The proposal did not sit well with the National Federation of Independent Business, which is the largest association of small business owners in the country.
“We understand that the budget is a process and, while we are disappointed with the governor’s initial proposal, we look forward to working toward a practical budget that moves our state forward,” Charlie Owens, the NFIB state director in Michigan, said in a news release.
Under Michigan’s current business tax system, the earnings of C corporations – which is the most common business form for large corporations – are taxed at 6 percent. By contrast, owners of flow-through entities – which include sole proprietorships, partnerships, S corporations and some businesses – pay state taxes on company earnings at the same rate as individuals, which is currently 4.25 percent.
The governor says that her proposal would create parity between the different forms of business.
Owens said in a phone interview that if Whitmer wants parity, she should propose lowering the rate for C corporations rather than raising the rate for other forms of corporations. Her proposal, he said, would amount to a $300-million tax increase that mostly harms small businesses. He said that such a large increase will lead to slower economic growth.
The proposal would exempt the first $50,000 of income earned by a flow-through entity from state income tax, which is said to offset part of the tax hike. Treasury Department officials estimate there are 250,000 Michigan firms that are not C corporations and due to the deduction, 100,000 of them would see no increase.
Additionally, Owens said that taxpayers are still on the hook for $600 million annually in corporate subsidies over 30 years, most of which were granted by former Democratic Gov. Jennifer Granholm. These subsidies, he said, overwhelmingly help larger corporations at the expense of smaller ones.
Ron Leix, a spokesperson for the Michigan Department of Treasury, said that classifying this as a small-business tax is a misconception.
“We protect many of our small businesses from this increase with a $50,000 deduction,” Leix said. “So those with business income below $50,000 will pay no additional pass-through tax.”

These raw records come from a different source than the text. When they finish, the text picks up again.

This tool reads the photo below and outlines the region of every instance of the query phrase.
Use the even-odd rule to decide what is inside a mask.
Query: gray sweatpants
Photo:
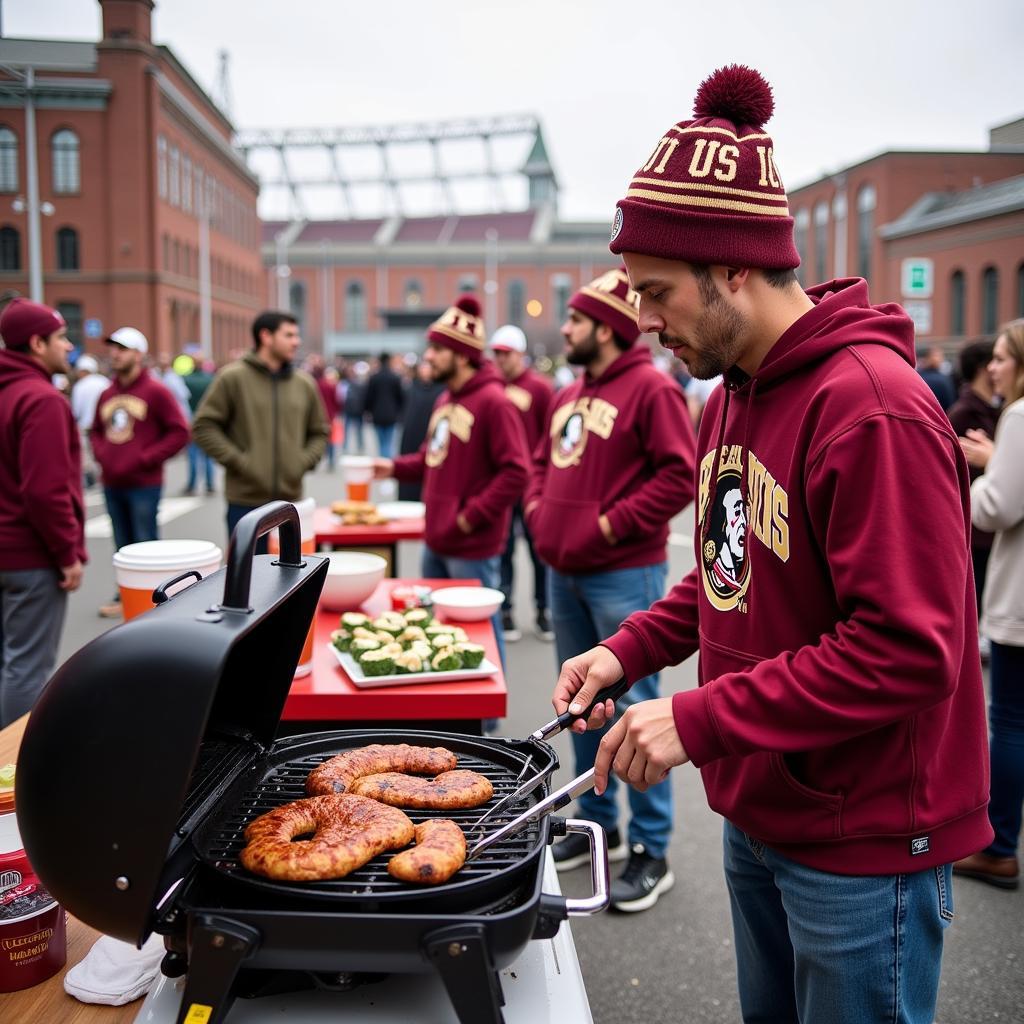
[[[68,595],[56,569],[0,569],[0,728],[26,711],[57,660]]]

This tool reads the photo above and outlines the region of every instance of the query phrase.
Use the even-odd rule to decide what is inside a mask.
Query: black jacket
[[[388,367],[381,367],[366,389],[366,411],[375,427],[394,426],[402,418],[405,392],[402,379]]]

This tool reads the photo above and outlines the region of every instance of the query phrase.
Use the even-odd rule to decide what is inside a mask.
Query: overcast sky
[[[4,0],[6,36],[96,39],[95,0]],[[1020,0],[158,0],[154,38],[213,89],[231,54],[239,128],[536,113],[561,213],[607,217],[701,79],[775,90],[789,188],[887,148],[982,149],[1024,115]]]

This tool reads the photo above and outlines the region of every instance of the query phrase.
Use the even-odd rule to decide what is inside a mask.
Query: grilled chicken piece
[[[398,772],[364,775],[352,783],[349,792],[392,807],[454,811],[487,803],[494,796],[494,787],[478,772],[462,769],[442,772],[436,779],[417,779]]]
[[[388,862],[388,874],[402,882],[439,885],[466,863],[466,837],[449,818],[416,826],[416,845]]]
[[[344,878],[386,850],[412,841],[413,823],[395,807],[348,794],[295,800],[245,829],[239,860],[256,875],[286,882]],[[296,836],[313,833],[310,839]]]
[[[345,793],[356,779],[364,775],[377,775],[380,772],[438,775],[452,771],[457,763],[455,755],[444,747],[372,743],[368,747],[348,750],[318,765],[306,778],[306,792],[311,796]]]

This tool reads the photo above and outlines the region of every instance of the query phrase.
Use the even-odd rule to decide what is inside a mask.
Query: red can
[[[407,612],[410,608],[422,608],[430,604],[430,587],[408,584],[391,591],[391,607],[396,612]]]
[[[3,815],[13,820],[14,815]],[[9,821],[0,824],[10,824]],[[0,992],[38,985],[67,962],[64,908],[43,888],[21,849],[7,849],[16,828],[3,829],[0,844]],[[20,840],[18,840],[20,845]]]

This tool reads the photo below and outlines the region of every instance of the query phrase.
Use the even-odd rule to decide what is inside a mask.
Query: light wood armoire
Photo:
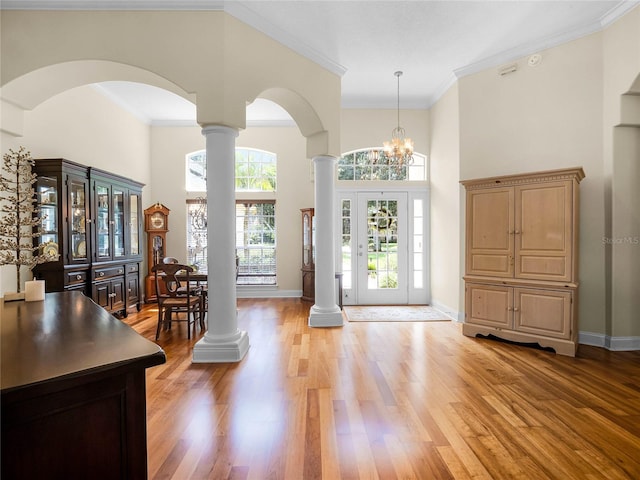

“The largest pass-through businesses will likely see their combined federal and state taxes decrease,” he continued. “The smallest businesses with income less than $50,000 will not pay any additional tax. A typical pass-through business with $80,000 in profit will see their state and federal taxes increase by $309.”
For this to pass, Whitmer will need support from the Michigan House and Senate. Both chambers have a Republican majority.